The prototype of GE Renewable Energy’s Haliade-X 12 MW, the world’s most powerful offshore wind turbine, has successfully produced electricity for the first time.
The test phase of the turbine, during which GE will perform measurements to obtain a type certificate, will now get underway at the test site in Rotterdam, the Netherlands. Type certification is expected in 2020.
GE Renewable Energy chief executive John Lavelle said commissioning the prototype “is an achievement for our whole team, bringing to fruition our vision and the work of more than 500 people at GE.”
In addition to the prototype unit, a second Haliade-X 12 MW nacelle is currently being assembled in Saint-Nazaire and will soon be shipped to the ORE Catapult’s test site in the UK, where it will undergo a programme that will replicate real-world operational conditions to reduce the time required to validate performance and reliability.

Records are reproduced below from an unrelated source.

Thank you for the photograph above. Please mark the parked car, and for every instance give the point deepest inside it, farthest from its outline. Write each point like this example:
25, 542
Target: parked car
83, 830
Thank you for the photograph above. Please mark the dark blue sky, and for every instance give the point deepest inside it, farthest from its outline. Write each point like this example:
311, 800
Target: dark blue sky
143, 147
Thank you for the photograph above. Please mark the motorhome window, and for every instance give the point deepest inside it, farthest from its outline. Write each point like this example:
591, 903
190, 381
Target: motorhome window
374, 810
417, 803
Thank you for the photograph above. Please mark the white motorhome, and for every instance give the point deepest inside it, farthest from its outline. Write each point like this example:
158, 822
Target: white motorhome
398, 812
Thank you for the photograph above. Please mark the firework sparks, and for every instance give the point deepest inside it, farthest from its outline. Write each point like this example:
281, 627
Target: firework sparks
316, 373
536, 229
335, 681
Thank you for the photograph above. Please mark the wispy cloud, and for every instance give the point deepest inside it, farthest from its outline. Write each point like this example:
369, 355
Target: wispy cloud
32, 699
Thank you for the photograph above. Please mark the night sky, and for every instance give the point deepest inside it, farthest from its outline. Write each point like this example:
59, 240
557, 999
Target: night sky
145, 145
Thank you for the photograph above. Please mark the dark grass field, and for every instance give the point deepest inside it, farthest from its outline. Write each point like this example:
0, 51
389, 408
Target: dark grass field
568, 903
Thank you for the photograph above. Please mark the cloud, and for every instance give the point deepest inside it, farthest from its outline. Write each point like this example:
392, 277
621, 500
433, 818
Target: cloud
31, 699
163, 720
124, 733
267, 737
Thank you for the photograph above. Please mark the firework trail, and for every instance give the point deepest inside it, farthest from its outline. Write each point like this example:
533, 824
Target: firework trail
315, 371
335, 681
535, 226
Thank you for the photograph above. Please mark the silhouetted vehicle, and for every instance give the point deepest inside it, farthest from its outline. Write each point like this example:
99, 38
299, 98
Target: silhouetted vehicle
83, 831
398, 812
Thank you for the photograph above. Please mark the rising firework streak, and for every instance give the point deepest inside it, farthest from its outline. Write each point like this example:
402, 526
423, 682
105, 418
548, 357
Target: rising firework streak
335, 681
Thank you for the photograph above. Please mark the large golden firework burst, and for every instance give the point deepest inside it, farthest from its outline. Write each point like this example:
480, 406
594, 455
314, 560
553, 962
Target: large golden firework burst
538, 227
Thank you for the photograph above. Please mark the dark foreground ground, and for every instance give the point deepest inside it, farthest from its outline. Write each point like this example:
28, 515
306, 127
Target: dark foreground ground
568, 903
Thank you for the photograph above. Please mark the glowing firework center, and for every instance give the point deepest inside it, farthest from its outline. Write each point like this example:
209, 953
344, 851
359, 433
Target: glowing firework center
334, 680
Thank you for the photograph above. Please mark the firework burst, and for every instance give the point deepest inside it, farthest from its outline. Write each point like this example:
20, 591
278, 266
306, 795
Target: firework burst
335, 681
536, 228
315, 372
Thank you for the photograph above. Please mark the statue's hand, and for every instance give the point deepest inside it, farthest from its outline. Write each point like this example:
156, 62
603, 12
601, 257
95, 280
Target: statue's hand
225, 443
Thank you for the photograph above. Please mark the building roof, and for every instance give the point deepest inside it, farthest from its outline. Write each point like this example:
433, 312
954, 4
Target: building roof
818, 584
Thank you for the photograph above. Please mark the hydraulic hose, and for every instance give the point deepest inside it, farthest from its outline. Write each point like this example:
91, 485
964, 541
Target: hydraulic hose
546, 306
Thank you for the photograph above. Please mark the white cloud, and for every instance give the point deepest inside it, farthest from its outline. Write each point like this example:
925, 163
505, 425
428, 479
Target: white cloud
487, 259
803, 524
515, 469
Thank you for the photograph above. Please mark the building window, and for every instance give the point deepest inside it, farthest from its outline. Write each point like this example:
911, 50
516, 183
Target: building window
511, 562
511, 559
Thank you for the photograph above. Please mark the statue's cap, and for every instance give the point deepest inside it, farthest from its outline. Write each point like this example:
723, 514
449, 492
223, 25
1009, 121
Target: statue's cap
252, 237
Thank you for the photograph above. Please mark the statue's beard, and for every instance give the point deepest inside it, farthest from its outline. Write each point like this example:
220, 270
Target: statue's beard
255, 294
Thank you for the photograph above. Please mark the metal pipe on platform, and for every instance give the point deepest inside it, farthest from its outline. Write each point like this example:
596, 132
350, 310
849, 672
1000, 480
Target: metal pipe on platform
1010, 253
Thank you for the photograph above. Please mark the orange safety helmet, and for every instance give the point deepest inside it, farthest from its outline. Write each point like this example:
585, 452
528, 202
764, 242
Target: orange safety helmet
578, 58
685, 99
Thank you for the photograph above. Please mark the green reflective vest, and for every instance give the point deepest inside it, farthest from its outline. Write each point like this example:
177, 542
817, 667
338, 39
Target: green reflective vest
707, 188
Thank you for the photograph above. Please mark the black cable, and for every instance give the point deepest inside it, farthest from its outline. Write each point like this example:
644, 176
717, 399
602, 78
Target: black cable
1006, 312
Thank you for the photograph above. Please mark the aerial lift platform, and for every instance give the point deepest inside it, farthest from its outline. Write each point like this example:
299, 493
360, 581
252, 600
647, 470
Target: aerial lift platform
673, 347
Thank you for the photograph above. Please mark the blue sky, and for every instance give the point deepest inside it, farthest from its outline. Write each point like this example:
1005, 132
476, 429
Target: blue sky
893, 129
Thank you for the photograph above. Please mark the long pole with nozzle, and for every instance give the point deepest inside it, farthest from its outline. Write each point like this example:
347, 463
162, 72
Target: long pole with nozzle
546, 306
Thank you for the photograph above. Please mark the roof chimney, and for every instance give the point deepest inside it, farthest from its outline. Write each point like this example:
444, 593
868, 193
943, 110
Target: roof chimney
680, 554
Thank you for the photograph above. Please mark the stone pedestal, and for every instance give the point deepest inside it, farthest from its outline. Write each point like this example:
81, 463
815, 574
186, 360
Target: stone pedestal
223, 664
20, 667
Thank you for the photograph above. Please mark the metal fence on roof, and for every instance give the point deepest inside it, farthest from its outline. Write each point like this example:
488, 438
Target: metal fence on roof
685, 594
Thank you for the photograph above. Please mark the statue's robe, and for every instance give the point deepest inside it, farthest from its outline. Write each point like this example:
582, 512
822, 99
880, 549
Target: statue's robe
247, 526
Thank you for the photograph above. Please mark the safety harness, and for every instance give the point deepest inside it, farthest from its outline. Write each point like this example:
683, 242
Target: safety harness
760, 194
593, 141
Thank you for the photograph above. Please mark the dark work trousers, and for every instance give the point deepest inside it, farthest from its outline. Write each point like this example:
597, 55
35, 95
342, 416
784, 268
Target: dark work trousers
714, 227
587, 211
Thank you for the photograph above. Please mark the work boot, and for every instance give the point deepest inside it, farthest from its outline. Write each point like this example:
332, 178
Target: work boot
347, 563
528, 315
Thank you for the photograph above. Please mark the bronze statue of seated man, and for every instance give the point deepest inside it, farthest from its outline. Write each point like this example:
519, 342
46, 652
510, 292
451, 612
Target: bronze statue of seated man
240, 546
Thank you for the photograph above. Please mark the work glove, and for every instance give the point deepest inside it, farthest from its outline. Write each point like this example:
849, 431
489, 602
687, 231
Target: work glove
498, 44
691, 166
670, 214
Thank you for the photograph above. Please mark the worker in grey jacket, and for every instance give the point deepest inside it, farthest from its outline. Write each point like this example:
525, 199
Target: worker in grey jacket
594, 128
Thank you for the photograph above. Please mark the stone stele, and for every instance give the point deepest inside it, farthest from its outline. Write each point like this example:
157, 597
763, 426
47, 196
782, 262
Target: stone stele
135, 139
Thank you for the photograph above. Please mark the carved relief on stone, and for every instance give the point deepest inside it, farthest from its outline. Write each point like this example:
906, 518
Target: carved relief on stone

In August 2019, a 107-m blade was also shipped to ORE Catapult’s site to undergo a full range of static- and fatigue-testing procedures to demonstrate the blade’s ability to withstand peak wind conditions and to simulate readiness for years of operation at sea.
GE Renewable Energy was recently selected as the preferred turbine supplier for the 120-MW Skip Jack and 1.1-GW Ocean Wind projects in the US, and the 3.6-GW Dogger Bank offshore windfarm in the UK.
Series production of the Haliade-X 12 MW will start at the second half of 2021.